Ben Worthen in his Wall Street Journal “Business Technology” blog “The Death of Gut Instinct” discusses how:
“For the third year in a row, CIOs (surveyed by Gartner) said that ‘business intelligence software,’ which organizes and analyzes the data companies collect, was their top tech priority.”
Ben further comments:
“…information-technology departments have used those (previous BI) projects – which usually involved building a giant data repository and installing software that can look for trends in that data – as stepping stones to greater glory.”
I am very excited by the continuing growth of business intelligence and performance management efforts across enterprises of all sizes and all industries. There is real business value to these projects. Business people realize it, not just IT folks.
There is something, however, that concerns me because it is either being left unsaid or, worse, being taken for granted. Business people, and in many cases industry analysts and pundits, associate an IT project with the customer facing software. An IT project is then considered a Business Objects, Cognos or Hyperion project rather than, say, a financial data warehouse project.
But these BI tools would be worthless without data, and, especially, data integration. Without gathering, integrating and “packaging” the data, the BI tools provide just slick demos – no business analysis.
Ben does observe that the BI projects “…usually involved building a giant data repository…” but he credits the BI software as something that “…organizes and analyzes the data companies collect…”.

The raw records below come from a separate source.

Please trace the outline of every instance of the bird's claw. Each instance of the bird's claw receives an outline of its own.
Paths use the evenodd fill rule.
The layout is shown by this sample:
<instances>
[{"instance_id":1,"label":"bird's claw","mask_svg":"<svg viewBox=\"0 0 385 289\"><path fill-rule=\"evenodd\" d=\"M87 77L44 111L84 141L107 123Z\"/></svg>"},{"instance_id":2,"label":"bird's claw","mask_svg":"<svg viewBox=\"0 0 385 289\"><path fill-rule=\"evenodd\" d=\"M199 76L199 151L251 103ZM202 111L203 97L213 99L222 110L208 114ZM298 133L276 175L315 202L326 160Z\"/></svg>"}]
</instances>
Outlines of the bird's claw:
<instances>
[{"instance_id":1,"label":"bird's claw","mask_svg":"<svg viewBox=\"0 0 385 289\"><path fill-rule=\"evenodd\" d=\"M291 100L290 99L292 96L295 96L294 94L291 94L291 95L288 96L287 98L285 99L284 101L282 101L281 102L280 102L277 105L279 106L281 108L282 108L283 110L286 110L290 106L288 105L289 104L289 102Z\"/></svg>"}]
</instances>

If it were only that simple.
Someone has to gather the data and business requirements, determine the business rules and transformation, define the data and performance metrics used in analysis, profile the source data to understand its data quality and any inconsistency, and then determine how the data needs to be “packaged” for BI consumption, i.e. potentially building OLAP (on-line analytical processing) cubes.
After all that you “just” have to physically gather the data, make it consistent, via such processes as Master Data Management (MDM) or Customer Data Integration (CDI), perform data cleaning (if necessary), integrate the data, and then transform it in the data “package.”
THEN you can use BI software to analyze the data.
I am very excited that BI remains at the top of the CIO priorities. I am even more excited that data integration is what enables those BI software projects to be successful.